Раненый город - Иван Днестрянский
Шрифт:
Интервал:
Закладка:
Выхожу на привокзальной площади. Иду на перрон и по нему до самого дальнего края. Почему здесь? Когда-то мальчишкой я любил смотреть на поезда. В одних считал вагоны, в других мечтал поехать в новые края и города. У этих мечтаний в то время были основания. Страна, раскинувшаяся вокруг, была огромна, необъятно велика. И не было в ней таких преград, как отсутствие работы и денег. Везде нужны были руки, и везде можно было жить. Не отшвырнуло еще друг от друга людей, не попрятались они за стальные двери и решетки. Это была моя гордая страна…
Нет этого чувства гордости сейчас, и дорога передо мной лежит другая.

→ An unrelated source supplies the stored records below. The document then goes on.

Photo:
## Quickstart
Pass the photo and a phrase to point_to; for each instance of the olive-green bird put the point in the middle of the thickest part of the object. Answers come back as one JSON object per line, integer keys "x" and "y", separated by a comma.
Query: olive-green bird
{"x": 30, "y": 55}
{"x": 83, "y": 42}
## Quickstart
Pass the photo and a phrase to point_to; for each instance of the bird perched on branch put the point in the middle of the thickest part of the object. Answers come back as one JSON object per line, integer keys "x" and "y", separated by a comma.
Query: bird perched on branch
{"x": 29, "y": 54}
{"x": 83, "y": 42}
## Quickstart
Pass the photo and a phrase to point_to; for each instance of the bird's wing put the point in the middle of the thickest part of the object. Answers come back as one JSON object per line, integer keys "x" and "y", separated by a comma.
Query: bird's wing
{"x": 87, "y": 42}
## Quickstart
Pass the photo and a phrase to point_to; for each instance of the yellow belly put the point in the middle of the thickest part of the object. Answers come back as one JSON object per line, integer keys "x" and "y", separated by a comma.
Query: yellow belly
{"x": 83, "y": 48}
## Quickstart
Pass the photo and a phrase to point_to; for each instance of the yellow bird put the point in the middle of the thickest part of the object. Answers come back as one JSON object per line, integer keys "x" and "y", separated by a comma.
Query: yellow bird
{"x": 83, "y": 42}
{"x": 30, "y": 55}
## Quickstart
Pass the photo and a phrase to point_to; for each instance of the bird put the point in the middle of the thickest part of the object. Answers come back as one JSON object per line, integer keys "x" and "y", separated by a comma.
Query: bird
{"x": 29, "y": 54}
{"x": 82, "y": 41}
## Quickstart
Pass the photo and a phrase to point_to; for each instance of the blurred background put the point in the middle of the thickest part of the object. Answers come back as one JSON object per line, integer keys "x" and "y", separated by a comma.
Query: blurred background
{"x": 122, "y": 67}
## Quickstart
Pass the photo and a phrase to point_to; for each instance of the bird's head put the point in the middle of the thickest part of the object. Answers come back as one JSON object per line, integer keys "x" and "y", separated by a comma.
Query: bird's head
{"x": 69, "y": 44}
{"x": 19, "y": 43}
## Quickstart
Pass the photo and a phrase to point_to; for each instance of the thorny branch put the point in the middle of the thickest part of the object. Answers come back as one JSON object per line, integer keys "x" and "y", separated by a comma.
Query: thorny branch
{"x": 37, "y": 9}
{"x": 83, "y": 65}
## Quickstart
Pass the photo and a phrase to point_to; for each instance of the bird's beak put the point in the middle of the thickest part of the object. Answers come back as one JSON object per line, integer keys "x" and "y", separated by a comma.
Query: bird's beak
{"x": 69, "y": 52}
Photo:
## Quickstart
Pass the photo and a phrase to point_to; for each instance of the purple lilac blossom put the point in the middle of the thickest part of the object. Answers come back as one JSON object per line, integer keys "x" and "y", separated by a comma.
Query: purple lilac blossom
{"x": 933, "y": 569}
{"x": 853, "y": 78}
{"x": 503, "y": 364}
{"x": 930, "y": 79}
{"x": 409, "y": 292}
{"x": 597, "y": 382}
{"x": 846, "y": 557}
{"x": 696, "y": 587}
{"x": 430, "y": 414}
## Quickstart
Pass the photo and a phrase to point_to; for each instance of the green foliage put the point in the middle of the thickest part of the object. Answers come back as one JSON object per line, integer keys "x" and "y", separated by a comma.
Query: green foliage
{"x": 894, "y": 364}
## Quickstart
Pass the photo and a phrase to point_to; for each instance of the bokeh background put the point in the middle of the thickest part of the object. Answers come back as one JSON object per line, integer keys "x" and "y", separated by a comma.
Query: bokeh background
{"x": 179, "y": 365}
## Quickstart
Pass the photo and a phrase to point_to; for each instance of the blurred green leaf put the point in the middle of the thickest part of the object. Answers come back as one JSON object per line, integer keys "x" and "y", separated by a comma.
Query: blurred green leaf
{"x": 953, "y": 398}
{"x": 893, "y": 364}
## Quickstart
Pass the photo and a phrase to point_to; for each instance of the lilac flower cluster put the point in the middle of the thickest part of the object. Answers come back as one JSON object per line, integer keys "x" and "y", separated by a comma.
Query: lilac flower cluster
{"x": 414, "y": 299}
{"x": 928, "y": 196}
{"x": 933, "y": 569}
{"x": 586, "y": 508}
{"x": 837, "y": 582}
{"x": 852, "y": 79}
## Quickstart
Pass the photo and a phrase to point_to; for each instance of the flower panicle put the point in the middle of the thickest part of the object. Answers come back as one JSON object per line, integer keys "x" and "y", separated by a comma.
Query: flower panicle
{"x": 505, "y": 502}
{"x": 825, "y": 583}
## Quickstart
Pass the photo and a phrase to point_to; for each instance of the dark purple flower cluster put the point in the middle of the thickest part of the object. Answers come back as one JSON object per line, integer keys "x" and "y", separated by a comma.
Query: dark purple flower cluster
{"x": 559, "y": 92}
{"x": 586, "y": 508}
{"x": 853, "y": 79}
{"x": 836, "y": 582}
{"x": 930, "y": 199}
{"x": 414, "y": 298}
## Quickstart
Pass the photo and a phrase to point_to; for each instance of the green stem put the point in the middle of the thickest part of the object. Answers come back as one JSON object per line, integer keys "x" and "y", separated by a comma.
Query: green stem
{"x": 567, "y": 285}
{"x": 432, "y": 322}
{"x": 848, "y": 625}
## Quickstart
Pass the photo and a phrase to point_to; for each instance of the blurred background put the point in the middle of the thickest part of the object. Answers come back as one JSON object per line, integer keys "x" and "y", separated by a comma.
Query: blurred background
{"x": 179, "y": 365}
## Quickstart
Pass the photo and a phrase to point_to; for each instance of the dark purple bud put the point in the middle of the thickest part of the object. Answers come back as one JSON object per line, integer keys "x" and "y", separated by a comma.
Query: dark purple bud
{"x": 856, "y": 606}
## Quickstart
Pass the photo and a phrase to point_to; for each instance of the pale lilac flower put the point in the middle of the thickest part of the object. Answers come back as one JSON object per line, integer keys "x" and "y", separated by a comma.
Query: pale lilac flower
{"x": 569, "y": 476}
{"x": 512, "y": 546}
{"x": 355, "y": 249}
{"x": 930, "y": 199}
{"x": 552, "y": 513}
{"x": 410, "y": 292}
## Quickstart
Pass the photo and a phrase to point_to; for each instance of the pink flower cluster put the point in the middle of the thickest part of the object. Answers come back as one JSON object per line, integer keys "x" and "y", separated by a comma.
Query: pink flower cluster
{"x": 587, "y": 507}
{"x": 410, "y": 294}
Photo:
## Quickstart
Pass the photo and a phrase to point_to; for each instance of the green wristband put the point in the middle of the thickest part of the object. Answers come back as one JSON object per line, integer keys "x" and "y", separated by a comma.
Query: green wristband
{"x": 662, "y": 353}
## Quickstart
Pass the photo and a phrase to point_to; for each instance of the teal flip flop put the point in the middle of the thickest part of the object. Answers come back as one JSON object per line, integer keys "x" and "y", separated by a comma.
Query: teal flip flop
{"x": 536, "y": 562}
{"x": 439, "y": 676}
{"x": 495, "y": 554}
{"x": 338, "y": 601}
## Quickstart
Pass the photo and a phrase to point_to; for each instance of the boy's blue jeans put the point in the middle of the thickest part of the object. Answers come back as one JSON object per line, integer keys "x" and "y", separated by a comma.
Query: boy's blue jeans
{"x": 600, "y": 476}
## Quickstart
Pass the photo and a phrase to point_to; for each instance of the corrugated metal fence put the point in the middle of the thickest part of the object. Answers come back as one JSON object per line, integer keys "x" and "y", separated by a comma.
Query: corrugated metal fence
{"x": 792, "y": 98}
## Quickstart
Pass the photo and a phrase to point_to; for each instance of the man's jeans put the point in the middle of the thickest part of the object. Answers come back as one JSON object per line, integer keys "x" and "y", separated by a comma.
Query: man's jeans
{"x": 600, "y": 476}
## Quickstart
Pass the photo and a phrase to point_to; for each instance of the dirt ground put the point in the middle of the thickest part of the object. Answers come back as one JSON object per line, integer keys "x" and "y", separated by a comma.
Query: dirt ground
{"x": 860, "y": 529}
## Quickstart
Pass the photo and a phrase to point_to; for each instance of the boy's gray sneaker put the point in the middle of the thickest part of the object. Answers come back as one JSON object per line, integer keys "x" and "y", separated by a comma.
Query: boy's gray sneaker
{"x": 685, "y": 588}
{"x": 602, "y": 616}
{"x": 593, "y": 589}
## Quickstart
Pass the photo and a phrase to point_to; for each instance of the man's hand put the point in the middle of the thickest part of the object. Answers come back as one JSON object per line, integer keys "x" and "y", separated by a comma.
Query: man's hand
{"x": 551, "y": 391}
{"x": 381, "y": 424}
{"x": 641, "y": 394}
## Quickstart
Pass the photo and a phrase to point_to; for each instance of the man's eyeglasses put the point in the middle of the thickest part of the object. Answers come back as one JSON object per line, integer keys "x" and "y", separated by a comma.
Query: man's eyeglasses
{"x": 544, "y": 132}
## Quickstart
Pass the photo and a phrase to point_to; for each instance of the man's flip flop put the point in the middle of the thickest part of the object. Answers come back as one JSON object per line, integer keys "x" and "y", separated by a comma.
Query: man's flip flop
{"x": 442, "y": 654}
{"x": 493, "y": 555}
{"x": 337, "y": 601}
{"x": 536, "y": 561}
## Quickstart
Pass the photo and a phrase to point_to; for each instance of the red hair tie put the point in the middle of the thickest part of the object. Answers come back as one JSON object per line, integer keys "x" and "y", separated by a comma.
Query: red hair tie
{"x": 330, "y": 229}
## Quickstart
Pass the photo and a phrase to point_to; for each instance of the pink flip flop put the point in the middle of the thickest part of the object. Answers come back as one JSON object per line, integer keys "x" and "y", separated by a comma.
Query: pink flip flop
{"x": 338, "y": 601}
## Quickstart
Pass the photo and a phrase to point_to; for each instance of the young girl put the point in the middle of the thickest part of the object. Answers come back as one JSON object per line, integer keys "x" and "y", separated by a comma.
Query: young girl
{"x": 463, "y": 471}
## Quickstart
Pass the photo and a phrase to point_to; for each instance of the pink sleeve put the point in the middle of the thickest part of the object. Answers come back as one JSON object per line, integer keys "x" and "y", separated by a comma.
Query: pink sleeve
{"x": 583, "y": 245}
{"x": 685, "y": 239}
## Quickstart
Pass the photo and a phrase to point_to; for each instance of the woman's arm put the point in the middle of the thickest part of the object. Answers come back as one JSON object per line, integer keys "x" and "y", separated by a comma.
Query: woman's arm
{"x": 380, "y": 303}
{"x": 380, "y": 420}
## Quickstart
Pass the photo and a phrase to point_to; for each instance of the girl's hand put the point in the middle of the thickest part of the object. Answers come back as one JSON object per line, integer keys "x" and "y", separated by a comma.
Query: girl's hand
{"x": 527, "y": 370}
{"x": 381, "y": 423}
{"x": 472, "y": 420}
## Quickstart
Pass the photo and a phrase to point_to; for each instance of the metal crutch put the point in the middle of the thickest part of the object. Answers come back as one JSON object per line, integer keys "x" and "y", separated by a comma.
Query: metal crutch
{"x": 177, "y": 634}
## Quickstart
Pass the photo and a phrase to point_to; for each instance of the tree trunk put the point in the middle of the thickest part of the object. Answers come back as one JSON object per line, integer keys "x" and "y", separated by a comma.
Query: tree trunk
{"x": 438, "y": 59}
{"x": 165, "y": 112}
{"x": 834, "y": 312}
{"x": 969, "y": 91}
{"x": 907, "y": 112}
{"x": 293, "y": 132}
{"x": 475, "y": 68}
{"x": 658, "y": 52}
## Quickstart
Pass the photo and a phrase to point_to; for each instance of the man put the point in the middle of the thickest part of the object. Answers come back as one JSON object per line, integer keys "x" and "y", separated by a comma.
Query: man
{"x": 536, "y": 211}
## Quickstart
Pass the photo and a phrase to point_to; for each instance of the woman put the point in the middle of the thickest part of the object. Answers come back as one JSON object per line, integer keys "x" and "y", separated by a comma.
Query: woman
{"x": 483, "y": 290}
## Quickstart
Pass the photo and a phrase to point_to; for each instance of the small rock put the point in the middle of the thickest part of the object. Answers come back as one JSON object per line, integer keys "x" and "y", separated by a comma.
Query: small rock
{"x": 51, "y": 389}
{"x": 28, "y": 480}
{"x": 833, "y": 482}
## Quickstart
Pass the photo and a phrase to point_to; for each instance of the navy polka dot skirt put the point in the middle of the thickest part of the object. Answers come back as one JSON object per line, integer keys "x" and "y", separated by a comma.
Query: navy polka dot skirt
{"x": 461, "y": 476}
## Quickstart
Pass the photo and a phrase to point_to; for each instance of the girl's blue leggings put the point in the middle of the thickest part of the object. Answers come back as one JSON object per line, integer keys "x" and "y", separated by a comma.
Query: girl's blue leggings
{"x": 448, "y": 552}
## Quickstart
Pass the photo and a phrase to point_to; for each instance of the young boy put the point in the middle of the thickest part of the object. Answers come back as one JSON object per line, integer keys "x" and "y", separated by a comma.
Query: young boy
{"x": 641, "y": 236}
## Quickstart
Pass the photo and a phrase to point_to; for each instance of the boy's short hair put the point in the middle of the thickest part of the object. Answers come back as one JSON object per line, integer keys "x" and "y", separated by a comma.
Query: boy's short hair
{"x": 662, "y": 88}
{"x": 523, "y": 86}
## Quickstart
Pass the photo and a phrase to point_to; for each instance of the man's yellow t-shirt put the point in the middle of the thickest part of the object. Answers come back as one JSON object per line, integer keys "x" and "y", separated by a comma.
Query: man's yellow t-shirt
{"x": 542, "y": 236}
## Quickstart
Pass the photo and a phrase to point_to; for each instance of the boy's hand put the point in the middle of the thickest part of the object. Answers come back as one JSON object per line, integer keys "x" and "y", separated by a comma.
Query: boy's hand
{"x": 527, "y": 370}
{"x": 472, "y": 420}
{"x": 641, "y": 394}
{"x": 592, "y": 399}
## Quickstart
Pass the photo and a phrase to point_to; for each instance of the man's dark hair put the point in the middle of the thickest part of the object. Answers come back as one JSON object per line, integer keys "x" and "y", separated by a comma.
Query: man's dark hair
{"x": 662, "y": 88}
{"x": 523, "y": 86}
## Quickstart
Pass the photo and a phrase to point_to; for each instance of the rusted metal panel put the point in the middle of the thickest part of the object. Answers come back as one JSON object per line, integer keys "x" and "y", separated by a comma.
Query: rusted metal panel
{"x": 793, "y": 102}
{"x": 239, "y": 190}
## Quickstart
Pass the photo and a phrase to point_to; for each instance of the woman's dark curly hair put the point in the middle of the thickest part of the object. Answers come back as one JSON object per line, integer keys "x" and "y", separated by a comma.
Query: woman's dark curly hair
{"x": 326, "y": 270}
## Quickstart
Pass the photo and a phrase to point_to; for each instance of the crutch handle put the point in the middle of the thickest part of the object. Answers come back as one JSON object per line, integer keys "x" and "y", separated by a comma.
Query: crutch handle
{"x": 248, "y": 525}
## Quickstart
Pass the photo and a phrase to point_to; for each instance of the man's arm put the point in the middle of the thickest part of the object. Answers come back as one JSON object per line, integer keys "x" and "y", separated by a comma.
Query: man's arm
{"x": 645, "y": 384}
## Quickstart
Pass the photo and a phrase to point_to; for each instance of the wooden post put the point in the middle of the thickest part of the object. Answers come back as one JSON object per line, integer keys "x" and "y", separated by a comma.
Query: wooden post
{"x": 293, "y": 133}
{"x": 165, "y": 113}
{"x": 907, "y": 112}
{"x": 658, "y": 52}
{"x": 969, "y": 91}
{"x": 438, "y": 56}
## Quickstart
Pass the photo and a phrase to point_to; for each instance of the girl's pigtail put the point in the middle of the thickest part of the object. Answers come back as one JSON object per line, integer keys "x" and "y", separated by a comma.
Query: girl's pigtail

Тогда, давно, это была небольшая станция, с которой можно было отправиться куда угодно, от океана до океана, а сейчас — большой вокзал, но ехать с него некуда. Не ждут меня на той маленькой станции, да и вообще нигде не ждут. Уходящие вдаль рельсы упираются словно не в белый туман, а в бетон. Там, за этим сырым приморским туманом, есть только одно место, где я могу быть нужен, — то самое постылое Приднестровье, где можно еще найти несколько таких же ребят, хлопнуть с ними по рукам, вместе подписать контракты и уехать. И чувствовать себя нужным, и что есть рядом друг… В душе муторный сумрак. Несмотря на собственный упрямый выбор, колеблюсь. Туда или обратно к себе? Но что делать в маленькой ободранной квартирке? Не так-то просто вернуться в обычную жизнь. Не могу сразу загнать себя в эти стены. Пойду, пожалуй, пройдусь.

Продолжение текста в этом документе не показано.